The initial hypothesis was that the ergonomics of video game controllers would improve over time due to manufacturers recognising its importance. While there is certainly considerable evidence to suggest that this hypothesis holds true, a troubling issue is that all four of the controllers failed the test for the diameter of the face buttons, which are a vital part of controllers bar the analogue sticks.
It was thought that this might be a deliberate decision on the manufacturers’ parts to optimise their controllers’ usability when playing games. To test whether this was truly the case, a prototype for an ideal controller that perfectly met every criterion was manufactured and tested. It was 3D modelled in accordance with every ideal anthropometric dimension used to test the four controllers in this study. Figure 24 depicts the process of 3D printing the prototype controller to produce a 1:1 scale model of the proposed controller.
According to the initial assumptions, this prototype controller would be perfect due to its adherence to the ideal anthropometric values.
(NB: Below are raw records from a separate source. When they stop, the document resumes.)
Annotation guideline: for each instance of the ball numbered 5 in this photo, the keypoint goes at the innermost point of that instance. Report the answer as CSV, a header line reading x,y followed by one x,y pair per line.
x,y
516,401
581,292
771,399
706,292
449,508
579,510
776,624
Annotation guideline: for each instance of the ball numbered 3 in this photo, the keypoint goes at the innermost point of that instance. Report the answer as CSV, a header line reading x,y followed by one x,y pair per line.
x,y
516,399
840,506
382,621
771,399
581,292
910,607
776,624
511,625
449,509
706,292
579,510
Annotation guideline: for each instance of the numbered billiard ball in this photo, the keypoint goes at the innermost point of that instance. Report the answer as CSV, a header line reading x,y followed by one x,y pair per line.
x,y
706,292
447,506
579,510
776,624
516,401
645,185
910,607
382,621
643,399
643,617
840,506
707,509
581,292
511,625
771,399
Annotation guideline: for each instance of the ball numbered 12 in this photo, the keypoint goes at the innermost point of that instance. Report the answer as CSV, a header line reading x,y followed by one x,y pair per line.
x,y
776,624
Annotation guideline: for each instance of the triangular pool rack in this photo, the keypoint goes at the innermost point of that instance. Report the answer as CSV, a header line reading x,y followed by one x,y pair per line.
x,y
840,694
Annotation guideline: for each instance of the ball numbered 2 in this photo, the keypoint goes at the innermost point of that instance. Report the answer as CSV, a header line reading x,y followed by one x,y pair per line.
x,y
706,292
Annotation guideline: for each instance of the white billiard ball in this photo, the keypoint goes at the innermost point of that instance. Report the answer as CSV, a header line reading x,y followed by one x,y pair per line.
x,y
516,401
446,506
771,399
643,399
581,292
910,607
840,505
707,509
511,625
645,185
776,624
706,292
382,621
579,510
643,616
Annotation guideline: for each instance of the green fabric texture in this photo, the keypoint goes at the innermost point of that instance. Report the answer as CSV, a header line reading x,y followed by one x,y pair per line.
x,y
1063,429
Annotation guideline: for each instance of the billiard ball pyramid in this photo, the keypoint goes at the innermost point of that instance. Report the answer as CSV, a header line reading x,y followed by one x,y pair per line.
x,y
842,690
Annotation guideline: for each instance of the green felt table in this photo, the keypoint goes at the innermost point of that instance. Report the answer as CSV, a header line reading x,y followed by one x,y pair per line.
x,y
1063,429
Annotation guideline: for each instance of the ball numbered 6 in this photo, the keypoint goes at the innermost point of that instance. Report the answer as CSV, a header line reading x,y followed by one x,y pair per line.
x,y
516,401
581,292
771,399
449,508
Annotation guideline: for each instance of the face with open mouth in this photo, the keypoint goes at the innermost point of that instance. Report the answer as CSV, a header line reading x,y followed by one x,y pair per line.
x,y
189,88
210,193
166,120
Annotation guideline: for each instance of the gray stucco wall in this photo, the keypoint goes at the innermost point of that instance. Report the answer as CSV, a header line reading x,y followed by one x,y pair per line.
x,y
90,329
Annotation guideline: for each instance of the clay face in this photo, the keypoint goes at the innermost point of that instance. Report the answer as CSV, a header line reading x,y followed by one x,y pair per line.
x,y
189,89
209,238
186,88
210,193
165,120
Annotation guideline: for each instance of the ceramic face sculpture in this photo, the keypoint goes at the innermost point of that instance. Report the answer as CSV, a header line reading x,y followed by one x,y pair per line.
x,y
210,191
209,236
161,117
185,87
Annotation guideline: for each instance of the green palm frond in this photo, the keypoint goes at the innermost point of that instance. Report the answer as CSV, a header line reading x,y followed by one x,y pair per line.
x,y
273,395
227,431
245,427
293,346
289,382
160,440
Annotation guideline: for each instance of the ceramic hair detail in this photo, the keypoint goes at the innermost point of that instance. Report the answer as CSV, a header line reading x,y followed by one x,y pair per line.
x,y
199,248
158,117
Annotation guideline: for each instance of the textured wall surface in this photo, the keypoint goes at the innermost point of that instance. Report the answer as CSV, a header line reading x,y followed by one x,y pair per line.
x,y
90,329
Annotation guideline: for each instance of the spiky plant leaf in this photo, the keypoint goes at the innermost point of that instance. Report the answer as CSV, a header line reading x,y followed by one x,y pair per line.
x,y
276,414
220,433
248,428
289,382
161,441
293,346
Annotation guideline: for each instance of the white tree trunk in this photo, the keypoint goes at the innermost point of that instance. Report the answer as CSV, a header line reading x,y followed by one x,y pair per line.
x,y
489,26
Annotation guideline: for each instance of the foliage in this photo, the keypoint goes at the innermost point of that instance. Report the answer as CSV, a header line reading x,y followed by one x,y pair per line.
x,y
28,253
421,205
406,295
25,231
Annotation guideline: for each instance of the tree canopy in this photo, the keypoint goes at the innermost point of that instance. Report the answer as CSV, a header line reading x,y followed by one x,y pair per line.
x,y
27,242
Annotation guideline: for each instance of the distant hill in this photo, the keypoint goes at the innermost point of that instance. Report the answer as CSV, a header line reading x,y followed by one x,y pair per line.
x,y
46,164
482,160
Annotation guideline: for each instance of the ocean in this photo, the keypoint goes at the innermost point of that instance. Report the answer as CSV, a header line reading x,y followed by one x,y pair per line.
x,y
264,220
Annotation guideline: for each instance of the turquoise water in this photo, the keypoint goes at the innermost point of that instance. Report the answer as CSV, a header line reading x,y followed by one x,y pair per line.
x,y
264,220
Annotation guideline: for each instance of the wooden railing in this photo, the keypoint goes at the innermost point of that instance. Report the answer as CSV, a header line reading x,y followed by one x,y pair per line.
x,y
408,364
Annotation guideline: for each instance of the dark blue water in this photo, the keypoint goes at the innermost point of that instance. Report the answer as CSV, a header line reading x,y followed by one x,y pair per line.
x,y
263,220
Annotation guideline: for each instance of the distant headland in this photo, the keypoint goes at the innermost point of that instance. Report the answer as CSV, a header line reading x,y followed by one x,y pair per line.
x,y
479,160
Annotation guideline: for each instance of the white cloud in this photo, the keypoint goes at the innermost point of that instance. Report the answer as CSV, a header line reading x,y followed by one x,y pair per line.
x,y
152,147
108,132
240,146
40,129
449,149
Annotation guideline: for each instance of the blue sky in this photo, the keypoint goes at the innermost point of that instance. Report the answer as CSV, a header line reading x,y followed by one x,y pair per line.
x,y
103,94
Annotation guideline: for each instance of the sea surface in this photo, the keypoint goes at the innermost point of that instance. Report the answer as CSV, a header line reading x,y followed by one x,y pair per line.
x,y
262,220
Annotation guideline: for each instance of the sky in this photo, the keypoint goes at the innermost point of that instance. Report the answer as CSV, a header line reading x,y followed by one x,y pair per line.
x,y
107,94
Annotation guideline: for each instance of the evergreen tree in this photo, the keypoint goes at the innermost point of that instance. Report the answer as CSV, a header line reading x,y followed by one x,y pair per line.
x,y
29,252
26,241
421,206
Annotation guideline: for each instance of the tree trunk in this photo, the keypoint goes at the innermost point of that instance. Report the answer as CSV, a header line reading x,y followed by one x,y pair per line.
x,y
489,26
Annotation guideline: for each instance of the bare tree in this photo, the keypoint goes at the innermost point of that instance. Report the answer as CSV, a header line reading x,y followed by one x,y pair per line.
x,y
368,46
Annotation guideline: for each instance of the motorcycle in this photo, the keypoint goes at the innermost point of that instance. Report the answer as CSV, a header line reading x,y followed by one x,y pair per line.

To validate this assumption, the controller was tested by collecting user feedback from the same users that provided feedback for criterion 5 in the previous sections. Figure 25 shows the 3D model of the prototype and a user testing the 3D printed model.
The full user feedback for the prototype is given in the appendix. The predominant complaint amongst all the users was that the prototype’s face buttons seemed too awkward to use effectively. This comment came as a surprise as the controller followed every ideal anthropometric value and was supposedly ergonomically perfect. It was later realised that by maintaining the distance between the face buttons, the centres of the buttons were placed further apart, forcing users to cover a larger area when switching between the face buttons. Perhaps it is because of this reason that controller manufacturers chose to design smaller face buttons.
The hypothesis stated at the beginning of the study, that video game controllers have experienced considerable ergonomic development over time to fit the anthropometrics of a variety of users, can certainly be said to hold true. However, the failure of all four controllers’ face buttons to meet the required minimum diameter raises doubts whether manufacturers truly designed their controllers in accordance with standard anthropometric values.
This shortcoming can be addressed by concluding that video game controllers are specialised devices made to fulfil the sole purpose of gaming, and so they cannot be effectively used as input devices for other purposes as of yet. They have features that cannot be identically adapted from other handheld devices, and so not all the standard anthropometric values used for the design of these devices can be applied to video game controllers. Regardless, video game controllers have undoubtedly experienced immense ergonomic development in their design over the years to become devices that are effective and satisfying in their usage. Perhaps these controllers will one day set their own distinct anthropometric standard that will be used to improve other everyday handheld devices.